Mahkamah Konstitusi (MK) mengabulkan agar penghayat kepercayaan dapat mengisi kolom 'agama' pada Kartu Keluarga (KK) dan Kartu Tanda Penduduk (KTP) sesuai dengan kepercayaan masing-masing. Kementerian Dalam Negeri memperkirakan akan terjadi lonjakan jumlah penghayat kepercayaan.
Direktur Jenderal Kependudukan dan Pencatatan Sipil (Dirjen Dukcapil) Zudan Arif Fakrulloh mengatakan, penghayat kepercayaan tersebar di 13 provinsi dan tergabung dalam 187 organisasi. Dan jumlah penduduk penghayat kepercayaan di seluruh Indonesia mencapai 138.791 jiwa, lebih banyak dari penganut agama Konghucu, 67.580 jiwa.

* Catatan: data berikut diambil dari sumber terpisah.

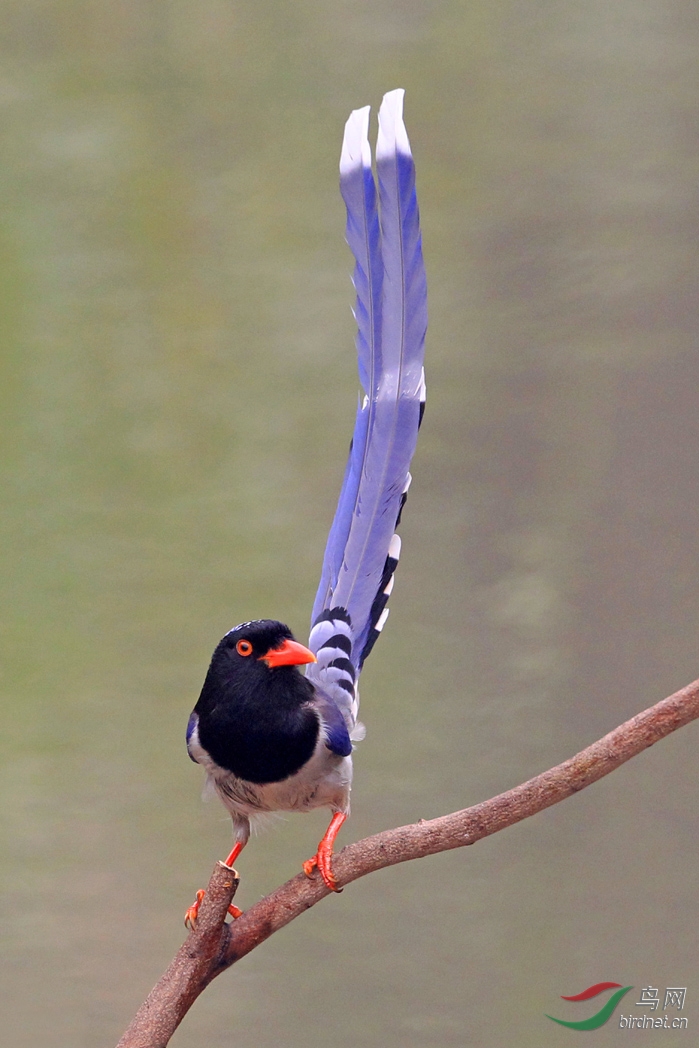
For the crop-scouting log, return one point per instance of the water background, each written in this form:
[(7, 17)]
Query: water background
[(177, 391)]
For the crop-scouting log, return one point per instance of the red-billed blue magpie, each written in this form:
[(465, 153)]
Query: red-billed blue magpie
[(269, 738)]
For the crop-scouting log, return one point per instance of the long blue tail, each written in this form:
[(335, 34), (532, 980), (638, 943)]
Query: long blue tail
[(391, 311)]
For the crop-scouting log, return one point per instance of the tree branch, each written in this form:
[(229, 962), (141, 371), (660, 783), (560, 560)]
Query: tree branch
[(214, 945)]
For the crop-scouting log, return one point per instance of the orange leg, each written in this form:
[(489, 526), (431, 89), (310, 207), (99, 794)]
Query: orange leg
[(193, 911), (323, 857)]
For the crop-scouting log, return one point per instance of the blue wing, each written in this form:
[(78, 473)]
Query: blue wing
[(391, 311)]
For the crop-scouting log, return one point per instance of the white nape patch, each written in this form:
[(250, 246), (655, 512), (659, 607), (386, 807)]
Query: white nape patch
[(240, 626), (394, 547), (355, 149), (358, 733)]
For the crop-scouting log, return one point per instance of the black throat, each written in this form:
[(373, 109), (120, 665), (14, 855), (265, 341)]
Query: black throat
[(257, 722)]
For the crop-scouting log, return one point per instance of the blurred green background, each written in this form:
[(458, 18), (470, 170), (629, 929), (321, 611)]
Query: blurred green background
[(178, 389)]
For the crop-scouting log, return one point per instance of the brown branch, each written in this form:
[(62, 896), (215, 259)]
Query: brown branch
[(215, 946)]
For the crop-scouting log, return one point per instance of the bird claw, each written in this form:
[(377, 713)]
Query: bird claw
[(193, 911), (323, 863)]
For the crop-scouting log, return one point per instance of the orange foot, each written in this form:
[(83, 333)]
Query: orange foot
[(193, 911), (322, 860)]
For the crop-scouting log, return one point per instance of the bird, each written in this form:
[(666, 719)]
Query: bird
[(269, 737)]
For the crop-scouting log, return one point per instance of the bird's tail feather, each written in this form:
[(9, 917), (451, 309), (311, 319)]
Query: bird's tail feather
[(391, 311)]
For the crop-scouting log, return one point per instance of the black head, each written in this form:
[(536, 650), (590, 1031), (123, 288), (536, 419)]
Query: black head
[(262, 640), (255, 716)]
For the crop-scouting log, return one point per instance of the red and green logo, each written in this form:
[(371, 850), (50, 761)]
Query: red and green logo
[(599, 1018)]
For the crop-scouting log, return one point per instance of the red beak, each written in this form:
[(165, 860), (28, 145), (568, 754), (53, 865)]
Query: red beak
[(290, 653)]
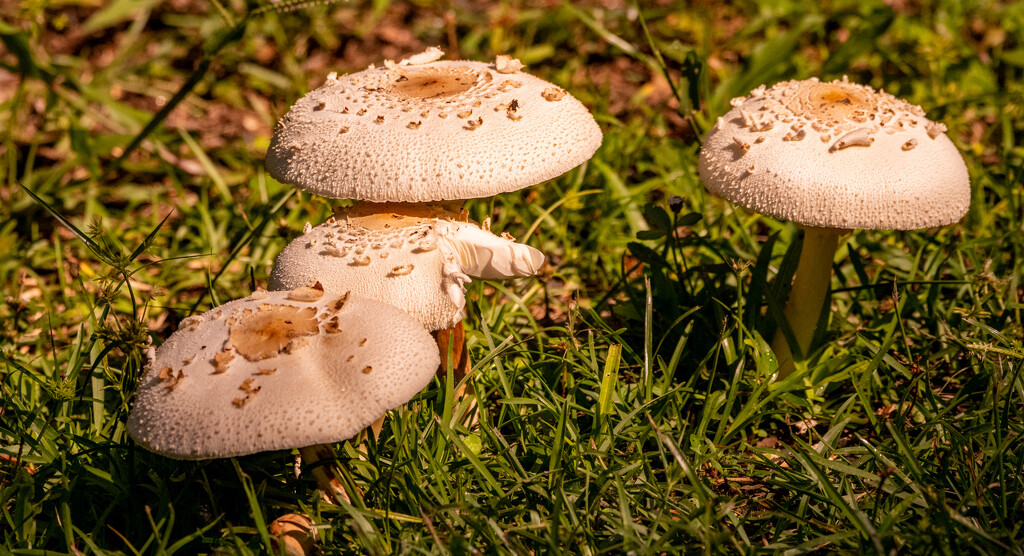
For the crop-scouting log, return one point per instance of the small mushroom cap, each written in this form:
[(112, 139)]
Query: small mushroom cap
[(417, 258), (271, 373), (435, 131), (836, 155)]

Dia memaparkan, penganut agama Islam di Indonesia, totalnya mencapai 225.970.854 jiwa. Kemudian Kristen sebanyak 20.051.166 jiwa, Katolik 8.192.815 jiwa, Hindu 4.663.322 jiwa dan Budha 2.057.857 jiwa.

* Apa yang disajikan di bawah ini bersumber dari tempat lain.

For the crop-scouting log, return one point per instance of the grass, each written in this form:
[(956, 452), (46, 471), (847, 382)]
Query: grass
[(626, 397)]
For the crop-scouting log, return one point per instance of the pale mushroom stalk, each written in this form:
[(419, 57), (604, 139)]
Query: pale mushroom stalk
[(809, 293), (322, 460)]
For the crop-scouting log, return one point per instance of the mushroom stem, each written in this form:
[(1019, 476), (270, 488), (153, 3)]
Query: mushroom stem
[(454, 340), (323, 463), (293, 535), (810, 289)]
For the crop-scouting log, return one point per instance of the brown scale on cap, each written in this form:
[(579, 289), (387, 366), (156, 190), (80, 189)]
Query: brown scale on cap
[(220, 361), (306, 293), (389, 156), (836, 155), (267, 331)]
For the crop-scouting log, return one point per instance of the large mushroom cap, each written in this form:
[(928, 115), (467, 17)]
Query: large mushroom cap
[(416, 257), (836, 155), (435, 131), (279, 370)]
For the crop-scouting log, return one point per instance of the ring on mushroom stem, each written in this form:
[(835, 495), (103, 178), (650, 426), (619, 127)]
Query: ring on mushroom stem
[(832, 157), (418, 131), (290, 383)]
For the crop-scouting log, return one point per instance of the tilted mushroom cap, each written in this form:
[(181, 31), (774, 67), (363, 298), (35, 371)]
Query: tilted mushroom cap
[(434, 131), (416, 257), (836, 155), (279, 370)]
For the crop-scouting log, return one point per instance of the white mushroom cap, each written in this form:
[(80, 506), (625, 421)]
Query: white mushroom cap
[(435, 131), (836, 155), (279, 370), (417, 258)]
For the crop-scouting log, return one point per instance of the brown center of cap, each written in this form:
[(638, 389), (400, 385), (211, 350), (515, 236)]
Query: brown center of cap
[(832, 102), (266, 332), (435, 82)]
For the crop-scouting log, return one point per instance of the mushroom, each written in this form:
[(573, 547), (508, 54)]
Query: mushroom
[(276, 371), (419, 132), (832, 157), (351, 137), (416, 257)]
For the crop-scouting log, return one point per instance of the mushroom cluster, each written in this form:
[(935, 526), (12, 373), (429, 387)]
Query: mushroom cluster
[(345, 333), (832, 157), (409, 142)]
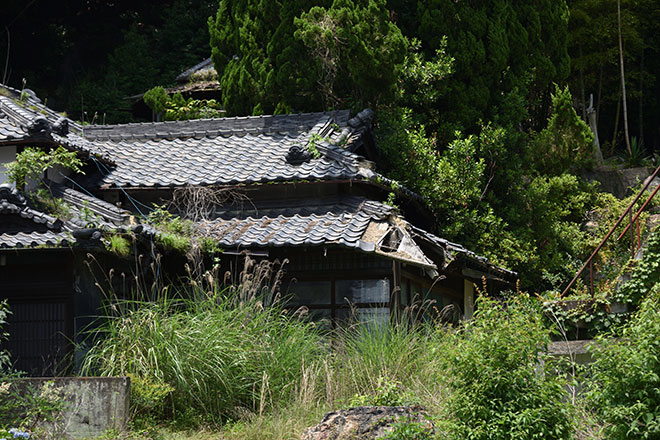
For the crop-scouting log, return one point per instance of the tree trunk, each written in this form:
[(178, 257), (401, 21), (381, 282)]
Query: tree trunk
[(591, 113), (623, 80), (600, 93), (616, 122), (641, 99), (582, 91)]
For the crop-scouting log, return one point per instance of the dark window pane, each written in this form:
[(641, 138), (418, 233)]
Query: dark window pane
[(367, 315), (309, 292), (362, 291)]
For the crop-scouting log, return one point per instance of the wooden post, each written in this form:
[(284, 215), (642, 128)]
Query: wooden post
[(468, 299)]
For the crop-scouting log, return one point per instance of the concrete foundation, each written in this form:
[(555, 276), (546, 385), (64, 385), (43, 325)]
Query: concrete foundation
[(92, 405)]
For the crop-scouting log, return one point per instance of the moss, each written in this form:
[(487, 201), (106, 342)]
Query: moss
[(118, 245)]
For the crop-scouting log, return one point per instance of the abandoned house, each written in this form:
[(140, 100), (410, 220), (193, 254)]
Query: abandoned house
[(302, 190)]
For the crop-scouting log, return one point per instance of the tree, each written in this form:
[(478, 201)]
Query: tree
[(261, 66), (507, 55), (358, 50), (261, 50)]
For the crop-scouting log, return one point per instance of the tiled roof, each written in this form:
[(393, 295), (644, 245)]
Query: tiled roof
[(228, 151), (206, 65), (352, 222), (86, 213), (455, 252), (46, 230), (28, 119)]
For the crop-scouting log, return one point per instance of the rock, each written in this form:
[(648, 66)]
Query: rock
[(616, 181), (364, 422)]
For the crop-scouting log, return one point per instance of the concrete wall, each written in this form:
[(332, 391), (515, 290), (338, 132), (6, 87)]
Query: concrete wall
[(93, 405)]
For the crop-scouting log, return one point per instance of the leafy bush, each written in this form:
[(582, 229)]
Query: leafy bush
[(495, 369), (626, 384)]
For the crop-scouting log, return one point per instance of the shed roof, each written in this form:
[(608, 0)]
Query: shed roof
[(23, 226)]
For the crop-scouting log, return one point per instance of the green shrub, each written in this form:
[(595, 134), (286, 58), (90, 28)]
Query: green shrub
[(626, 380), (148, 399)]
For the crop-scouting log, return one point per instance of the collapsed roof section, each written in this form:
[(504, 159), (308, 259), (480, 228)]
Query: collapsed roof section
[(349, 222), (229, 152)]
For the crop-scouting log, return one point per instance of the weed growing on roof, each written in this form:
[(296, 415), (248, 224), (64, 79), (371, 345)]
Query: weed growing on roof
[(118, 245), (311, 145), (32, 163), (54, 206), (176, 234)]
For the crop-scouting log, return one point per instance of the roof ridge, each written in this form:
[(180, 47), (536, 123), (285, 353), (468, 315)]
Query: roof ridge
[(13, 202), (26, 111), (209, 127)]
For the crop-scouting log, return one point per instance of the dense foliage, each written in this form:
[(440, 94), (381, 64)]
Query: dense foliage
[(495, 371), (626, 389)]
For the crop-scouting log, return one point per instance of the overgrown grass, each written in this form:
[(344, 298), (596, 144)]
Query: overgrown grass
[(221, 360)]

"Jumlah penghayat kepercayaan memang sampai saat ini tercatat 138,791 jiwa, tapi data ini nanti akan cepat melonjak dengan adanya putusan Mahkamah Konstitusi (MK) yang menetapkan masyarakat penghayat kepercayaan boleh mencantumkan identitas kepercayaannya di KTP dan kartu keluarga," katanya melalui pesan singkat, Senin (13/11).
"Peningkatan ini terjadi karena selama ini ada penghayat kepercayaan yang menuliskan keyakinannya Budha, Kristen, Islam, Hindu, Katolik maupun Konghucu di kolom agama pada KTP dan KK-nya," tambah Zudan.
Dia mengungkapkan, pemerintah perlu mengambil sejumlah langkah untuk melaksanakan putusan MK tersebut dengan memperhatikan aspek yuridis, manajemen pemerintahan dan aspek teknis.
"Dari aspek yuridis, perlu diketahui bahwa putusan MK itu bersifat final dan mengikat. Artinya harus dilaksanakan. Kemudian satu lagi, agama dan kepercayaan merupakan dua hal yang terpisah namun memiliki kesetaraan," jelasnya.
Sementara itu dari aspek manajemen pemerintahan, Zudan mengatakan, perlu pendataan lebih rinci jumlah penghayat kepercayaan di Indonesia untuk memudahkan pelayanan publik, perencanaan pembangunan dan alokasi anggaran nantinya.
"Nah terkait aspek teknis, Kemendagri perlu berkoordinasi dengan Kemenag dan Kemendikbud. Butuh waktu mengubah aplikasi sistem administrasi kependudukan, aplikasi KTP elektronik dan kartu keluarga serta harus mensosialisasikannya ke seluruh kabupaten/kota yang ada di Indonesia," tutupnya.